The upgrade primarily reflects the Bank’s improved capital position following the successful EUR2.6 billion capital increase of November 2015, which was achieved without any state aid. The Bank’s gross income generation and operating profitability remains a key supporting factor. Both metrics stand well above peers’ and provide the first line of defence in what remains a very difficult operating environment. That said, it is expected that following recent reforms approved by the Greek Parliament and completion of the first review of the Third Economic Adjustment Programme (TEAP), operating conditions will begin to improve, with a resumption of GDP growth in H2 2016 and a gradual return of banking system deposits (subject to a partial relaxation of capital controls). The FSR also reflects AB’s proactive non-performing loan (NPL) management. The Bank has stepped up the renegotiation of troubled assets and concluded agreements with KKR and Eurobank, together with EBRD as a minority shareholder, to set up a common management platform for corporate NPLs and with Aktua Hellas for retail NPLs. Following the sale of its operations in Bulgaria and FYROM this year, AB continues to integrate key international operations such as Cyprus and Romania, and progressing towards its cost savings and restructuring targets.

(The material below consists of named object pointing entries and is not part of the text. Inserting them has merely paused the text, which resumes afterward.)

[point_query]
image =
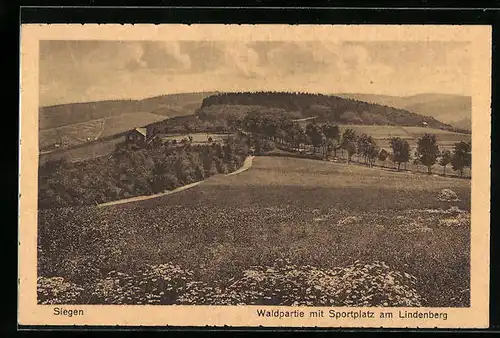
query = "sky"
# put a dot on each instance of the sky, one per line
(81, 71)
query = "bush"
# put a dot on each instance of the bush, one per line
(268, 145)
(448, 195)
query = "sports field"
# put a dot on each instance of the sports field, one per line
(337, 234)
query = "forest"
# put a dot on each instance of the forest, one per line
(134, 172)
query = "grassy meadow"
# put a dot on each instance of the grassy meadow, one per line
(287, 231)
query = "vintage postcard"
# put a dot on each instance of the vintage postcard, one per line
(255, 175)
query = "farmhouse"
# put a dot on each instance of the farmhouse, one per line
(137, 136)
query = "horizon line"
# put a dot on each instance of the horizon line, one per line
(251, 91)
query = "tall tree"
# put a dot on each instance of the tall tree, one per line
(400, 151)
(332, 134)
(382, 156)
(427, 151)
(350, 147)
(445, 159)
(315, 135)
(348, 136)
(461, 157)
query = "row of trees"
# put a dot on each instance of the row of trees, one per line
(427, 152)
(327, 139)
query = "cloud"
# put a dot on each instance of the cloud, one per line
(166, 55)
(72, 71)
(242, 60)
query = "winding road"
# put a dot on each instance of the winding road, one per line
(246, 165)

The FSR of ‘B-’ is foremost constrained by the Bank’s very high NPL ratio. Asset quality metrics are expected to remain very weak for some time, due to the extent of the fiscal adjustment being carried out and its impact on private sector debt repayment capacity. Liquidity remains protected by capital controls as well as by access to ELA, and at the current rating level is neither a supporting nor a constraining factor. However, funding capacity, impacted by systemic deposit outflows last year, is expected to remain very limited because sentiment towards the Greek economy is likely to remain volatile until there is a credible and lasting solution to the Greek debt crisis. As is the case with other Greek banks, the high level of Deferred Tax Assets, which would be impaired if current tax legislation were challenged by EU authorities or in case of a sovereign credit event, constrains the rating. The Bank’s internal capital generation – also a constraining factor – is expected to remain very limited due to continued high, albeit reducing, risk charges as well as restructuring costs.

The FSR of ‘B-’ indicates that external support would likely be needed in the event of unexpected adversities. Short-term event risks are likely to remain high despite completion of the first TEAP review and include the risks of: (a) a reversal of progress by the Greek Government in meeting EU and IMF creditors’ conditions due to social and political dissent, which would lead to a delay of the second review and of further disbursements; and (b) a disagreement between EU institutions and the IMF when the Debt Sustainability Analysis is updated prior to the IMF’s decision within 2016 to participate in the TEAP. Even if the foregoing are avoided, the risk remains that TEAP might fail to generate sustainable economic growth. To date, attempts to resolve the Greek debt crisis by applying austerity policies aimed at increasing the primary fiscal balance have, if anything, exacerbated the debt burden. It remains to be seen whether the intention to also provide debt relief by adjusting the present value of debt servicing costs, rather than by an outright reduction in the nominal stock of debt, may be any more effective.

Historically, primarily a wholesale corporate lender, the Bank has developed over the years a universal banking model with a good balance between retail and corporate business. With total assets of EUR68 billion at end March 2016, AB is one of the four systemic banks in the Greek market. In February 2013 AB acquired Emporiki Bank and in 2014 it acquired Citibank’s wealth management and retail operations in Greece.